Under the current Grand Jury system in New York State, prosecutors have enormous power and possess broad discretion when making decisions about whom to, and how to, charge a crime in our criminal justice system. When there is a potential for a conflict of interest to arise, such as when a police officer is the subject of a criminal investigation, this discretion becomes problematic since all felony cases must be presented to the Grand Jury. Consequently, under the circumstances, a Special Prosecutor should have been appointed to preside over the Garner Grand Jury proceeding or a special investigative Grand Jury empaneled in order to have maintained the integrity of the New York State criminal justice process.
The Grand Jury hears evidence presented by prosecutors and takes action regarding the evidence and legal charges they are to consider. An action the Grand Jury can take, among others, is to vote for an indictment, a written statement charging an individual with the commission of a felony. In order to indict, the Grand Jury must determine that the evidence presented is legally sufficient and that it provides reasonable cause to believe that the defendant has committed the crime. Otherwise, the Grand Jury dismisses the matter. A Grand Jury’s deliberation, and the evidence presented therein, and how the evidence is presented is not open to the public and the record is sealed in most instances.
In this day in age when transparency is held at such a high premium, why should the Grand Jury process be kept secret from the public? What is the rationale for keeping the proceedings secret when anyone with a television or mobile device has most likely seen and listened to the video of the arrest, the most pertinent evidence of the interaction between law enforcement officers and Eric Garner? This is an important question when so much anger and frustration is understandably directed at the finding of the Grand Jury for Eric Garner.
The result of such secrecy is public outrage, and justifiably so.
When the leaders in our community are asked by the public, “How could anyone looking at the video not find some ground for which to prosecute the Officer for his actions?” The answer is that we, the public, really don’t know. The process has kept us in the dark, creating not only a loss of trust in our jurisprudence system, but escalating our frustration, increasing our sense of helplessness as individuals, and specifically, as minorities, and instilling a sense of fear of government as well. When someone asks what was the reasoning behind the Grand Jury’s decision, the answer is that no one really knows, which leads the public to speculate as to what transpired in the Grand Jury process. Was it a racially motivated decision? If it was, then shouldn’t the District Attorney’s office have avoided this possibility of injustice by changing the venue? If the venue wasn’t changed, do we look into the appropriateness of the dynamic between the prosecution and the officers who testify routinely on behalf of the State?

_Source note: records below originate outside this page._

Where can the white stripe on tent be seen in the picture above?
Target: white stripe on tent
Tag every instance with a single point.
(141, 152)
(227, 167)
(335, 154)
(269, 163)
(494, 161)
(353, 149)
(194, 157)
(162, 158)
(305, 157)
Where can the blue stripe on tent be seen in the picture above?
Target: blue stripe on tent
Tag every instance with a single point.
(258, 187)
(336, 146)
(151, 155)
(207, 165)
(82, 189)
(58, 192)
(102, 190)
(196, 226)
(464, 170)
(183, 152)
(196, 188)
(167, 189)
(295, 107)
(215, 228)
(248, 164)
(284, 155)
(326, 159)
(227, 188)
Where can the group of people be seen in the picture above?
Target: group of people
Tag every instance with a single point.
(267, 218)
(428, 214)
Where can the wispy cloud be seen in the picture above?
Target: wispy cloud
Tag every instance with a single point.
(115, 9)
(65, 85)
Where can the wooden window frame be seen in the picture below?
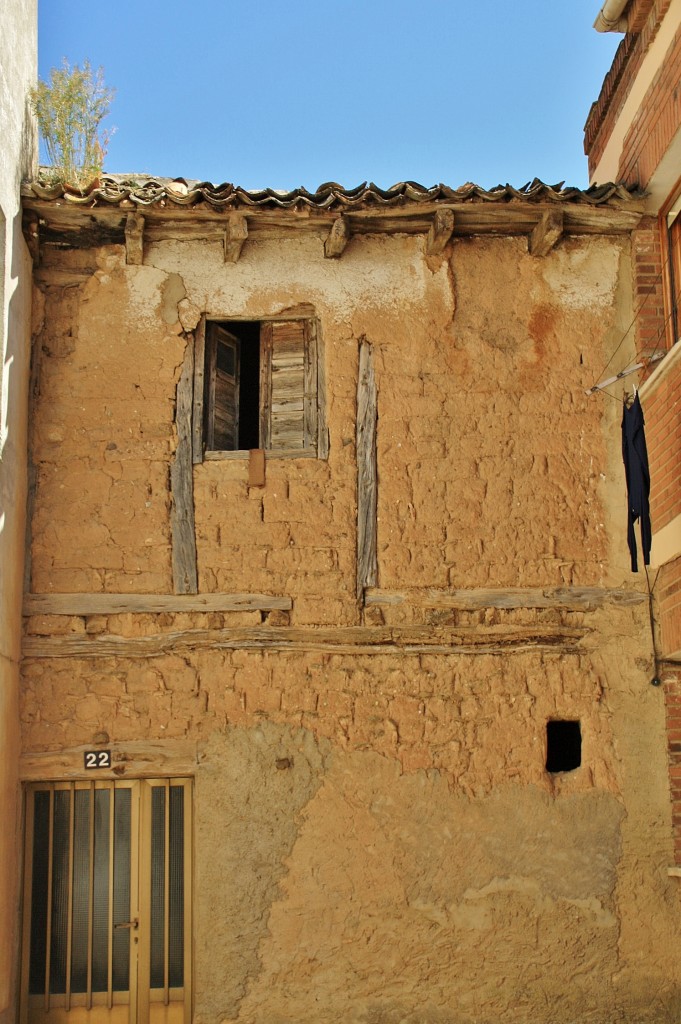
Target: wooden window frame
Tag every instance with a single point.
(314, 433)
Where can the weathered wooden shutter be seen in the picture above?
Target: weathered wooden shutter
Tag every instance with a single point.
(223, 377)
(288, 385)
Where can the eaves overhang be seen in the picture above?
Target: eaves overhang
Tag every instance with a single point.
(186, 210)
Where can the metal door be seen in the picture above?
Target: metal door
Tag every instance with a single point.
(107, 920)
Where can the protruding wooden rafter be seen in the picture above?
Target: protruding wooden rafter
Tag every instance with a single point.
(547, 232)
(235, 236)
(134, 239)
(440, 231)
(338, 238)
(32, 236)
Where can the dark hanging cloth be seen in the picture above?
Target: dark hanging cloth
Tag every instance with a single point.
(638, 479)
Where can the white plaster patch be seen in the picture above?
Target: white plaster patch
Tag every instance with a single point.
(584, 278)
(144, 289)
(376, 273)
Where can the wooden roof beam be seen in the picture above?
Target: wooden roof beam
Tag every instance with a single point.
(440, 231)
(134, 239)
(235, 237)
(546, 233)
(338, 238)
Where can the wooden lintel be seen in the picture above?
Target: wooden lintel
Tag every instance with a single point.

Should not a special prosecutor have been assigned for the Grand Jury?
All these questions are being asked in our community, and we, as leaders, are unable to provide meaningful answers due to the institutional information barrier called the Grand Jury. And what message does the Grand Jury send law enforcement?
We must bring attention to the current culture of law enforcement in our City and State and ask our representatives and community leaders to investigate and support change in police training policies and arrest practices in an effort to prevent such needles tragedy from occurring again. As such, the Puerto Rican Bar Association calls for the Bar, as a whole, to reevaluate our system of jurisprudence and the policies regarding police procedures and the use of force against its citizens.
The Puerto Rican Bar Association and its members are prepared to assist in reforming the New York State penal statutes as well as the rules, regulations, policies and procedures governing our criminal justice system.
The Puerto Rican Bar Association, as always, will continue to endeavor to ensure that Puerto Ricans, Latinos, and other diverse ethnic and racial groups are adequately represented in our legal profession so that the Latino community will continue to have a voice regarding New York State law and policy.